Bottom line; I’m sure there must be some very good deals to be had with repossessed vehicles. However, unless you’re mechanically minded or you take a mechanic with you to the auction, it’s got to be a case of ‘Buyer Beware’. If members think going down the bank repossessed route in the Ph might be for them, here’s some relevant links to bank websites that I looked at recently. Each bank has its own format.
RCBC Savings Bank
https://www.bdo.com.ph/properties-for-sale/vehicles
https://www.eastwestbanker.com/tool/prop4sale_motor.asp
https://www.metrobank.com.ph/assets_for_sale_car.asp#

Good luck.


----------



## simonsays (Feb 11, 2009)

Gary D said:


> Any car import must be left hand drive, right hand drive is not allowed.


Or buy a German or French car and register it in UK and then ship it across


----------



## petew2oz (Jan 31, 2010)

simonsays said:


> Or buy a German or French car and register it in UK and then ship it across


Hi,

Searching on the net the LHD cars here in the UK have a high premium on them and the cost of the ferry etc. it would be cheaper buying in the Philippines

Pete


----------



## fmartin_gila (May 15, 2011)

mcalleyboy said:


> At all costs avoid the Bureaucracy here unless absolutely necessary. [/url]


Very Very good advice.

Fred


----------



## Gary D (Oct 28, 2013)

simonsays said:


> Or buy a German or French car and register it in UK and then ship it across


I assume you would only want to ship a car that you already own, otherwise you may as well just buy in the Philippines.


----------



## petew2oz (Jan 31, 2010)

Gary D said:


> I assume you would only want to ship a car that you already own, otherwise you may as well just buy in the Philippines.


I was wanting to ship my car but it is RHD and did not think it would be a big problem.

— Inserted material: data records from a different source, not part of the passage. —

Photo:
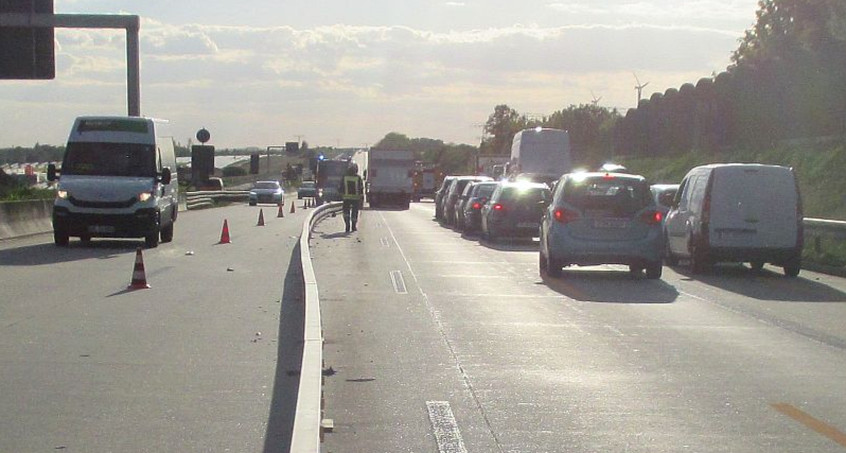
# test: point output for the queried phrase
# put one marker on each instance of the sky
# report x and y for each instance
(344, 73)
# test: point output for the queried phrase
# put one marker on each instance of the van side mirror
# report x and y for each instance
(52, 172)
(165, 176)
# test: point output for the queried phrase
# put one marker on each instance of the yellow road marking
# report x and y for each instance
(817, 425)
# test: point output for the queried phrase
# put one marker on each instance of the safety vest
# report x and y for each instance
(352, 185)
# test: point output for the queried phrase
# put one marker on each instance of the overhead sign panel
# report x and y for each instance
(27, 52)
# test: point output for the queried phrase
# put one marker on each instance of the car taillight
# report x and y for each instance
(564, 215)
(652, 217)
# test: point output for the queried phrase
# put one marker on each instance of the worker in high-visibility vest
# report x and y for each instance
(352, 194)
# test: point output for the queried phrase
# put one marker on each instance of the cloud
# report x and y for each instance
(338, 77)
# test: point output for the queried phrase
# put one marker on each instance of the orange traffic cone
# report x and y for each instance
(224, 234)
(139, 279)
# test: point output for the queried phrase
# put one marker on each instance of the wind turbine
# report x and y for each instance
(639, 87)
(595, 100)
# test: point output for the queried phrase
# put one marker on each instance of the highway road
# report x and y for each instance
(440, 343)
(206, 360)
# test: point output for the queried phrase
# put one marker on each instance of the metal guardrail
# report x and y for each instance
(195, 200)
(833, 227)
(307, 433)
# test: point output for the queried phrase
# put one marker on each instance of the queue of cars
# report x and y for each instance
(747, 213)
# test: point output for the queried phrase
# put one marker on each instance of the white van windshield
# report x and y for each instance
(109, 159)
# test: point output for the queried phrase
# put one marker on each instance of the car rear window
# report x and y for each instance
(623, 196)
(485, 190)
(524, 194)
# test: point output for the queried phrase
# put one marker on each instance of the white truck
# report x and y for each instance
(389, 178)
(118, 179)
(541, 154)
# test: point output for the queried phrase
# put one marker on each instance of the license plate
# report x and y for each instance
(610, 223)
(101, 229)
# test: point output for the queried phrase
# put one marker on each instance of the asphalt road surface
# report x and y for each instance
(441, 343)
(206, 360)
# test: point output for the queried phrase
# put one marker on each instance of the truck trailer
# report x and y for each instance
(389, 178)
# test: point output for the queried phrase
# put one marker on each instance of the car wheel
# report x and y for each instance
(654, 270)
(152, 240)
(492, 236)
(61, 238)
(699, 260)
(671, 259)
(553, 267)
(792, 267)
(543, 263)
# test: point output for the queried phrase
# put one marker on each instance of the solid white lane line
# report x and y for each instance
(445, 427)
(398, 282)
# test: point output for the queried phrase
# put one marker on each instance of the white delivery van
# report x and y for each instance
(541, 154)
(117, 179)
(737, 213)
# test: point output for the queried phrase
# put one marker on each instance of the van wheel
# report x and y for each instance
(152, 240)
(61, 238)
(792, 267)
(167, 233)
(699, 262)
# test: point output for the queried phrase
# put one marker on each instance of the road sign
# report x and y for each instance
(27, 52)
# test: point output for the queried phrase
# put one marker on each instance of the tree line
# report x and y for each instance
(786, 81)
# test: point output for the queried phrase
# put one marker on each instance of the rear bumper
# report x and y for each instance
(638, 252)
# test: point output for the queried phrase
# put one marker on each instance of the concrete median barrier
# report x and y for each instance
(23, 218)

Selling my car, sourcing another LHD at a premium then the import of it taxes customs seems like a bit of a headache that I just don't want to give myself at that point in time. Sell car here, wire money buy another in Manila is a much simple option

Pete


----------



## MR2 (Oct 3, 2013)

Gary D said:


> Any car import must be left hand drive, right hand drive is not allowed.


I seen a second generation Toyota MR2 here. They are somewhat rare in the US, and they are left hand drive there. I have only seen two of them here in Angeles. I was taking a picture of it when the owner walked outside so of course we started talking about it.

He told me it was imported from Japan which would make it a right handed driver. He then said everything was moved over to the left hand side.


----------



## Gary D (Oct 28, 2013)

MR2 said:


> I seen a second generation Toyota MR2 here. They are somewhat rare in the US, and they are left hand drive there. I have only seen two of them here in Angeles. I was taking a picture of it when the owner walked outside so of course we started talking about it.
> 
> He told me it was imported from Japan which would make it a right handed driver. He then said everything was moved over to the left hand side.


Yes this is how the multicabs start, right hand drive. They are then converted to left hand drive. The quality of the conversion can be variable as to be expected in the Philippines.


----------